Social media has been key to the success of Trinny London, which has called itself a ‘digital brand’.
Miss Woodall posts hours of content on her Instagram account, sometimes multiple times a day, promoting her skincare and make-up products to her million followers. She receives tens of thousands of YouTube views a week.
Often appearing bare-faced and not afraid to pull bizarre expressions with hilarious effect has helped her to win legions of fans.
Miss Woodall posts hours of content on her Instagram account, sometimes multiple times a day, promoting her skincare and make-up products to her million followers. She receives tens of thousands of YouTube views a week
Describing social media as ‘essential’, Miss Woodall said: ‘If anyone leaves a comment on my channels, io “piace” it and respond. The more you can create a two-way interaction, the better.’
But it wasn’t all plain sailing, with the business losing £800,000 in its first year.
Miss Woodall, 57, has spoken of her tears at the first ‘appalling’ prototype of the Trinny London make-up products, which fitted together in a stack.
‘It looked cheap and clunky,’ she told The Mail On Sunday’s You magazine. ‘It was a horrible moment and I actually cried. But I kept going. Eleven prototypes later, we got it right.’
Described by friends as ‘the most self-sufficient person they’ve ever met’, Miss Woodall launched herself into the venture by selling her 20-year collection of designer clothes, raising £60,000 to tide the company over while she fundraised with investors.
The daughter of a banker, and educated at boarding schools from the age of six, she first ventured into business by selling velvet hair bows decorated with brooches with a friend at the age of 16.
‘We were stocked in Harvey Nichols, but it fizzled out,’ lei disse.

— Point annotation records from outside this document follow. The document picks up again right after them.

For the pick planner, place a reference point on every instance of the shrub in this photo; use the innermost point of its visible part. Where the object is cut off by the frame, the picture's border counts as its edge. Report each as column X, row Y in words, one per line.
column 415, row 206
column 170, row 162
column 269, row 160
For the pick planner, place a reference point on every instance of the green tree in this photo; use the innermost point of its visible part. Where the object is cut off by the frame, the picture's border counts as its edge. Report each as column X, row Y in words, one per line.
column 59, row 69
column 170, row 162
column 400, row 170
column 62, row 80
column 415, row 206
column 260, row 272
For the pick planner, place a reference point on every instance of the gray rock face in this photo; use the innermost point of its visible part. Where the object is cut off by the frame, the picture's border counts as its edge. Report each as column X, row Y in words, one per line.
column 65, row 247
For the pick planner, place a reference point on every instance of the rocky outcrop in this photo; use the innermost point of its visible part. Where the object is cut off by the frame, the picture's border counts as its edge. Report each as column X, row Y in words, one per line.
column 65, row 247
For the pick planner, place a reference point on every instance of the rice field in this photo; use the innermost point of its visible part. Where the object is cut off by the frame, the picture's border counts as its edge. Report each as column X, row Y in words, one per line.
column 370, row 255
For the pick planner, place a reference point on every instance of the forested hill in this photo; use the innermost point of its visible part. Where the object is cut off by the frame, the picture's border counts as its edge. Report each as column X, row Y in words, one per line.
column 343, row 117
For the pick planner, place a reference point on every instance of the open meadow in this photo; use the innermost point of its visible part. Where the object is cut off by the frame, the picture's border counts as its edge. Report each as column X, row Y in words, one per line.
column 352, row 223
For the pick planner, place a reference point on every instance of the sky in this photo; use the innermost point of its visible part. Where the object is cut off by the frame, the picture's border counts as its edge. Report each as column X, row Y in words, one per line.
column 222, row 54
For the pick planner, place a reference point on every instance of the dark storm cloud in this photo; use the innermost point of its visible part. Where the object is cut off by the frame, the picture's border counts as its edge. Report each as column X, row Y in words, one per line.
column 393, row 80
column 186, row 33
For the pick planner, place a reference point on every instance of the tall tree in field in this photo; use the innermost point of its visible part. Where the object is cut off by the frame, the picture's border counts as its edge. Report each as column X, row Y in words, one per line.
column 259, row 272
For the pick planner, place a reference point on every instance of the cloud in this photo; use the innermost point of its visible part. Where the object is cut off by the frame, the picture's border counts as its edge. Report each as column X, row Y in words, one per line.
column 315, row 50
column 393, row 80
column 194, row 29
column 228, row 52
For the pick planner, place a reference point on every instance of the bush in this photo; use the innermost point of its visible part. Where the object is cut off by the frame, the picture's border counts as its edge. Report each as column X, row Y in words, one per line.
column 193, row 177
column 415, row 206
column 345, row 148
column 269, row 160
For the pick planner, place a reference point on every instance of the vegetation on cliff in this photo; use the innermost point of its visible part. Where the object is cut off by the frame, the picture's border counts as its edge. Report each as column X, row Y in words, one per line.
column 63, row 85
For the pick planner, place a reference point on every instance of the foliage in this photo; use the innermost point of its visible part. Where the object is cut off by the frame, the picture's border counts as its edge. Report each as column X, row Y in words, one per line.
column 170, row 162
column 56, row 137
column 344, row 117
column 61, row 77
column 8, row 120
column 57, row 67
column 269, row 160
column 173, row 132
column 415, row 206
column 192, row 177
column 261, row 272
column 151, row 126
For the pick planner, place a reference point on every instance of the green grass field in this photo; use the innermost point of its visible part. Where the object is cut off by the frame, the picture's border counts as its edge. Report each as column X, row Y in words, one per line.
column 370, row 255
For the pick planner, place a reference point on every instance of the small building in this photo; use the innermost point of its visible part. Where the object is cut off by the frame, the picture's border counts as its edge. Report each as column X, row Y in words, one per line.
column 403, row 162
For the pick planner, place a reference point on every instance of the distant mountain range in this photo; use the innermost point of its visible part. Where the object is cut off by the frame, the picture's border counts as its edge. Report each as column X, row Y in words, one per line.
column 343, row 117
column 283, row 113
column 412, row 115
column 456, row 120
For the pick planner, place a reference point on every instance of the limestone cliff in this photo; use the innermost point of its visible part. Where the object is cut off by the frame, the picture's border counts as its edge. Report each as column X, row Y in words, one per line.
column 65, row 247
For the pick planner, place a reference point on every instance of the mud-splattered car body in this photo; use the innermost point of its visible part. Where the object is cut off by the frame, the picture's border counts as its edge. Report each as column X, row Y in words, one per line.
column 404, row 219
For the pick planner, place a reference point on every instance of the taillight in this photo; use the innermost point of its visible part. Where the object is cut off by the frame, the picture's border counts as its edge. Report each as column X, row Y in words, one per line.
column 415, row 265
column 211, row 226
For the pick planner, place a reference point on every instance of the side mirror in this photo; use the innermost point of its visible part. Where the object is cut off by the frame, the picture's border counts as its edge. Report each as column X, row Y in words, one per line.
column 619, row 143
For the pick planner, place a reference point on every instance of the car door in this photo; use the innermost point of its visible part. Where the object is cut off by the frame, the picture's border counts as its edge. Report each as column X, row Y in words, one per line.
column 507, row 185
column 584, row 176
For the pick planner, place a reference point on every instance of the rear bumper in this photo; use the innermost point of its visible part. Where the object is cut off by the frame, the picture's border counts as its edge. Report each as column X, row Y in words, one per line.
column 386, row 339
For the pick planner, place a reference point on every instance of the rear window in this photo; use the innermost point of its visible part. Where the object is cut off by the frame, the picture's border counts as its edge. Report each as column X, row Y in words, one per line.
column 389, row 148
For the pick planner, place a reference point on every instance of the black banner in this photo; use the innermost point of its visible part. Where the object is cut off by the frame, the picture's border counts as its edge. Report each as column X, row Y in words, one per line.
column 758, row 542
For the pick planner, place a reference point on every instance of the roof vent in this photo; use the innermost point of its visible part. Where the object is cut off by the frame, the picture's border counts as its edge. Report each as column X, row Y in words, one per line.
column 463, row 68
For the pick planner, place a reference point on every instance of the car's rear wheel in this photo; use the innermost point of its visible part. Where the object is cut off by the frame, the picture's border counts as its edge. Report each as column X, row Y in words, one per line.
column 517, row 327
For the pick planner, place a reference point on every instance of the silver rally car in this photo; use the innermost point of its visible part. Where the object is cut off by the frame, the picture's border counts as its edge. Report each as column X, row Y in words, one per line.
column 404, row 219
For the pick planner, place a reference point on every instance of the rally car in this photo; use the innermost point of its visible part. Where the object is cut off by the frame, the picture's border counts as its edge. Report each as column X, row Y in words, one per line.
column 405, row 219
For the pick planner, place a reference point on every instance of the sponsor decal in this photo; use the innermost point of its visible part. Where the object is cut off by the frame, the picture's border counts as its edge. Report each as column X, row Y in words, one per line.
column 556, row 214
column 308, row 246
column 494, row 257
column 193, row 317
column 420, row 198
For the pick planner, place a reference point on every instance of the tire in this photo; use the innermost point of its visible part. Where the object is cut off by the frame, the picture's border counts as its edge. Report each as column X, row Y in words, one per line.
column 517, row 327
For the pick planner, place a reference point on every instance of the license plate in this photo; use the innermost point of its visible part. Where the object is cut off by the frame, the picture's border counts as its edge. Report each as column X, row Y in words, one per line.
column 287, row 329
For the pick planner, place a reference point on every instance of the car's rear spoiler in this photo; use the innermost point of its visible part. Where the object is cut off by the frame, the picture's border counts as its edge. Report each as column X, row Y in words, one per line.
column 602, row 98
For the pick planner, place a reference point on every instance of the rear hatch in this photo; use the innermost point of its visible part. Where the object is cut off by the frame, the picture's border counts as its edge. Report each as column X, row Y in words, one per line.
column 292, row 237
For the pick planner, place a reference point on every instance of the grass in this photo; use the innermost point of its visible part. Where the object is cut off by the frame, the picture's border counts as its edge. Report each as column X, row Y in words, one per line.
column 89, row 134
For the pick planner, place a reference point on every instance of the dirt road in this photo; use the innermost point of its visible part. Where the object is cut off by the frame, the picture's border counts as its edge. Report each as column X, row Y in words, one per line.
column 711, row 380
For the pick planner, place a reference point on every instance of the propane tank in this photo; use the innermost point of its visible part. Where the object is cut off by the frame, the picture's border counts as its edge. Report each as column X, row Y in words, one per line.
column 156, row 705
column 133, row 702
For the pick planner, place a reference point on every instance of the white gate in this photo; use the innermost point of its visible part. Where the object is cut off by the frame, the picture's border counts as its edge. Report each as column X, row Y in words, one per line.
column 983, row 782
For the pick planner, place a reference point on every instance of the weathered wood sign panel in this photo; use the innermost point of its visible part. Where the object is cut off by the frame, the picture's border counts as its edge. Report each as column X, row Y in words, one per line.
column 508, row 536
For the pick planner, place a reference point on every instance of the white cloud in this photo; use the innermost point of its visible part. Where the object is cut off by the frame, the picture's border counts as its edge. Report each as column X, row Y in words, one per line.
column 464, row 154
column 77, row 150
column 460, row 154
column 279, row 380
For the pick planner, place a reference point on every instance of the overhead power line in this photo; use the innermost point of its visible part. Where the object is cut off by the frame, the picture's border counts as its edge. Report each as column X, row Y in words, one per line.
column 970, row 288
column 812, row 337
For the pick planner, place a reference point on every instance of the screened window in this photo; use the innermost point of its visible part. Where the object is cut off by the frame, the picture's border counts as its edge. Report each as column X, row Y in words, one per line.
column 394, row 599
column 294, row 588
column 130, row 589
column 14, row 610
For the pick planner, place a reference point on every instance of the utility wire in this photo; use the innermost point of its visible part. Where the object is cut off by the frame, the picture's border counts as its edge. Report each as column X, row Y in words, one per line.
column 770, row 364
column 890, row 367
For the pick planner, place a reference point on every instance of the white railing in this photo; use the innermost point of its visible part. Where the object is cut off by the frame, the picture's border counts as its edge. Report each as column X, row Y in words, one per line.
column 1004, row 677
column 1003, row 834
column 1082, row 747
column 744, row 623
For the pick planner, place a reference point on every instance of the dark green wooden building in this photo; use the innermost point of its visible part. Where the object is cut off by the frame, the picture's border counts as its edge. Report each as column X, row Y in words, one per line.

She later wrote a weekly style column in a newspaper with Susannah Constantine, which was turned into What Not To Wear. The show went on to win a Royal Television Society Award.
Miss Woodall, who has been going out with super-rich art dealer Charles Saatchi, 78, da 2013, said last year that the assumption he bankrolled her business behind the scenes got to her ‘more than anything else because it’s the furthest from the truth’.
Saatchi was previously married to television cook Nigella Lawson, who claimed that she was subjected to ‘intimate terrorism’ during their ten-year marriage.
Miss Woodall’s ex-husband, Johnny Elichaoff, father of her daughter Lyla, 18, fell to his death from a London car park in 2014 invecchiato 55 after he ‘lost everything’ in a series of failed oil investments.